While manipulated data may have been used, the Tokyo-based automaker said it has conducted proper tests on the nine models, including the RVR model, and that the actual fuel efficiency figures are not so different from the ones already advertised. Mitsubishi plans continue selling them.

As soon as the scandal broke last month, Mitsubishi stopped manufacturing and selling the affected four minicars: the eK Wagon, eK Space, Dayz and Dayz Roox, saying that the fuel efficiency gap was up to 10 percent.

The firm revealed Wednesday that the gap was actually up to 15 percent.

Mitsubishi said it may have submitted fuel economy figures for the RVR model based on calculations rather than the tests required by Japanese regulations.

The firm said it is still investigating the matter and will submit more concrete details to the transport ministry by May 18.

Osamu Masuko, chief executive officer and board chairman of Mitsubishi Motors, made a public apology at a news conference.

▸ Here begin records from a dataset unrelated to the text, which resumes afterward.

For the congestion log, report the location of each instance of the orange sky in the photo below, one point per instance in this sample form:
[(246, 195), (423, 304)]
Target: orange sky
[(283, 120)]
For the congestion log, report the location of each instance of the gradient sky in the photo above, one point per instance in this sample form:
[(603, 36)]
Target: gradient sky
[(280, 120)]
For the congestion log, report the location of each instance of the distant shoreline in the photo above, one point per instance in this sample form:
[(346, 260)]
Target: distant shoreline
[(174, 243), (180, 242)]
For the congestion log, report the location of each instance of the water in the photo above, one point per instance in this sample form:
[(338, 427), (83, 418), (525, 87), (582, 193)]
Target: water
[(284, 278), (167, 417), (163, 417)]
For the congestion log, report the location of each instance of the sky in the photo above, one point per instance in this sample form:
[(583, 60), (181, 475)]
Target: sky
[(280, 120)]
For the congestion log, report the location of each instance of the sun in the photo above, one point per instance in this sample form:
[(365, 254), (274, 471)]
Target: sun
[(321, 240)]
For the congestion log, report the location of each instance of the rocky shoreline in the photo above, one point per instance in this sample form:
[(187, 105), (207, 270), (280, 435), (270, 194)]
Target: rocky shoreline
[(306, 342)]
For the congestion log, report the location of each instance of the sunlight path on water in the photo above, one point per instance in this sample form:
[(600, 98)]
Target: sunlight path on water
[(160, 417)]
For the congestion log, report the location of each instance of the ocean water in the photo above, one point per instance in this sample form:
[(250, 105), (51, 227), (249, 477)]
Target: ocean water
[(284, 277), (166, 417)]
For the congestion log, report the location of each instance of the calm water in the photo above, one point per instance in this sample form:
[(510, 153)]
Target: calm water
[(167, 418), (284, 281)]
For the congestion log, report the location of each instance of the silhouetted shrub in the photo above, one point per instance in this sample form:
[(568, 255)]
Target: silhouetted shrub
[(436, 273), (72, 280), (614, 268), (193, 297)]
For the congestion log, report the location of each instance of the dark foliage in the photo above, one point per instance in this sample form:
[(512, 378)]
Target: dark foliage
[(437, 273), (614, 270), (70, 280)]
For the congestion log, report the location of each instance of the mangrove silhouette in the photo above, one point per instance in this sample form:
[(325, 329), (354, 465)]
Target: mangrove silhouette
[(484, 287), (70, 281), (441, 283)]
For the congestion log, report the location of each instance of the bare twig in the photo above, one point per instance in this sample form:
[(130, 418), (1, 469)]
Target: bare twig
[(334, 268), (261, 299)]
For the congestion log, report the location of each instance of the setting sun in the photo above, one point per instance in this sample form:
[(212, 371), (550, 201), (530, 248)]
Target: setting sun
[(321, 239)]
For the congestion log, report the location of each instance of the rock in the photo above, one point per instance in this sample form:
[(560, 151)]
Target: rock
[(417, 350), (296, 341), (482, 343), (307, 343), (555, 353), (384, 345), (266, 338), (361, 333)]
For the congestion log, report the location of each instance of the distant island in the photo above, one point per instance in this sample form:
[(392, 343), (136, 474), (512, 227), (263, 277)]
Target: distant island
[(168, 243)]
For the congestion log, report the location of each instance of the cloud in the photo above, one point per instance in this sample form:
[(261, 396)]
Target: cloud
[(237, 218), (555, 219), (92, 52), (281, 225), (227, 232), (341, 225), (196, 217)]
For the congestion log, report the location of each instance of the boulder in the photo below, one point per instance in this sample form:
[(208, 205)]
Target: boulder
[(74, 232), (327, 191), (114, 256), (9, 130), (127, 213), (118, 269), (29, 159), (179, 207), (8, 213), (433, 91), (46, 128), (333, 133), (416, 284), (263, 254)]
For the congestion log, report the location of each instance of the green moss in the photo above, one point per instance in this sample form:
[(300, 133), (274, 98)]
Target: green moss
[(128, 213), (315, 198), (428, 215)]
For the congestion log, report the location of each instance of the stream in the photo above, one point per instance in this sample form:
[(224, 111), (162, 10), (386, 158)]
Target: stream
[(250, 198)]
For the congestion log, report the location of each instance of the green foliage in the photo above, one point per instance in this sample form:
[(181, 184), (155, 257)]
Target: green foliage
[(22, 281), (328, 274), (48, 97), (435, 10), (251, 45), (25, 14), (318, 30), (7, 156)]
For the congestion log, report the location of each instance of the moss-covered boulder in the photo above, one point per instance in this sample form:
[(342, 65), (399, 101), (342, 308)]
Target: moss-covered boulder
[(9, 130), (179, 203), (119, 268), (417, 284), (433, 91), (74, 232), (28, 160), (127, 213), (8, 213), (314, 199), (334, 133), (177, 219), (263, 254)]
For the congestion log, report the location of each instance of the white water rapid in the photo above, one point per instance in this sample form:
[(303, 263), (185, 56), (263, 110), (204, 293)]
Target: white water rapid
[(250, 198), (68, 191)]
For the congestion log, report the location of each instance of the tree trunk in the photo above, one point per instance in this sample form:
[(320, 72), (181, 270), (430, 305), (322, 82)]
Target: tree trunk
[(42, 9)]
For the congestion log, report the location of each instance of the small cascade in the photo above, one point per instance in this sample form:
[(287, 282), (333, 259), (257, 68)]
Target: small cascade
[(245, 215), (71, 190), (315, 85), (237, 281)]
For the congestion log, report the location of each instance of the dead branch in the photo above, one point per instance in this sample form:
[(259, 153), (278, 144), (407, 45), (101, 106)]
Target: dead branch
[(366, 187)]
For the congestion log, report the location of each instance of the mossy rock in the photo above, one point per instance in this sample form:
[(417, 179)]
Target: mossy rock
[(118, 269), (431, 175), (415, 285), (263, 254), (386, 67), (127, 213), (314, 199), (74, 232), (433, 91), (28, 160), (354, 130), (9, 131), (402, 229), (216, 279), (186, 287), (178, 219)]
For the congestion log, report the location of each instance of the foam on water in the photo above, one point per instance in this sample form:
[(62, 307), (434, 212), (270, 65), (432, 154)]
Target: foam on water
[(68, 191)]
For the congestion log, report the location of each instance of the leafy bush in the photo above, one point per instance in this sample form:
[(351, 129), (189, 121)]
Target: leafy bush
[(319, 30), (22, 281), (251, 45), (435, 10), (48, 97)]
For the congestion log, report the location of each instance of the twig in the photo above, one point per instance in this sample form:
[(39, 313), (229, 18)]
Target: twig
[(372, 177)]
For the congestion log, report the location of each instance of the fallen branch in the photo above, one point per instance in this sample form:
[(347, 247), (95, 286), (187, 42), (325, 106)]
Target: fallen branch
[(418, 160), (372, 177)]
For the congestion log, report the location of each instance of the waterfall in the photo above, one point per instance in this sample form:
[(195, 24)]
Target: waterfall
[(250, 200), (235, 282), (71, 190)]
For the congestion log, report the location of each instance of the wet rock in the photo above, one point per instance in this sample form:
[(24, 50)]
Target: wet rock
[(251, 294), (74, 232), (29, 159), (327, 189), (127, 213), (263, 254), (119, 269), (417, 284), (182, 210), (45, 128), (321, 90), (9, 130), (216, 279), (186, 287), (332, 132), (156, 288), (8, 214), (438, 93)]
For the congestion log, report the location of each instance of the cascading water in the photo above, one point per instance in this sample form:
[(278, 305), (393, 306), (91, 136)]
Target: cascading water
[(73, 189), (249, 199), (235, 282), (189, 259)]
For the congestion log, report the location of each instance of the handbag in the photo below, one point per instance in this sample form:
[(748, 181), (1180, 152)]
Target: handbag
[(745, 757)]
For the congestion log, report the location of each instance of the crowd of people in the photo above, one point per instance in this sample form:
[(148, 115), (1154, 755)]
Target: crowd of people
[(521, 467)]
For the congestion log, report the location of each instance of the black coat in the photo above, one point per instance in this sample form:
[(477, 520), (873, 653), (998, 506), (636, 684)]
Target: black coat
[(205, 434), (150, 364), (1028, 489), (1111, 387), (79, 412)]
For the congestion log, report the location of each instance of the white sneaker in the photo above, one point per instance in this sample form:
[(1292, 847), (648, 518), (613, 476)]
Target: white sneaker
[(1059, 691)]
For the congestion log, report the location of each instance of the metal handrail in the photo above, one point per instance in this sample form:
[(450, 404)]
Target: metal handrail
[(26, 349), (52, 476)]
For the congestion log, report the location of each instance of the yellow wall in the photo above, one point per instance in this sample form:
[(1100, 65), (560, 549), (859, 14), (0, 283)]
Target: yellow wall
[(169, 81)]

Asked whether he would step down from the post, Masuko said that for the time being he would not.

“As for the management responsibility, I don’t think I can avoid facing that by saying I didn’t know” that his employees ignored the regulations, he said.

“There are various ways to take a responsibility, and I believe getting the company on a stable path is one way to do it,” he added, indicating he intends to stay in his post.

The company was under pressure Wednesday to meet a transport ministry deadline requiring it to provide further details.

According to Wednesday’s report on the data falsification for the four minicars, the firm said people in charge were apparently under pressure to meet the fuel efficiency goal that had been raised five times from 26.6 km per liter to 29.2 km to compete with rival makers.

But the ministry officials said many things were still unclear, such as whether the data manipulation was conducted for other models.

Fuel economy is a determining factor in a government incentive program that offers tax breaks for owners of green cars.

Having come under fire in the past for covering up recall-linked problems, Mitsubishi Motors’ compliance is being further questioned over the latest scandal, which is expected to be more than a fender bender for the company’s balance sheet as the automaker has reported a halving of orders.

The firm is likely to face compensation claims from car buyers and the government, which subsidizes environmentally friendly cars depending on their economy figures.

It may also face claims from Nissan Motors Co., which assembled the Dayz and Dayz Roox.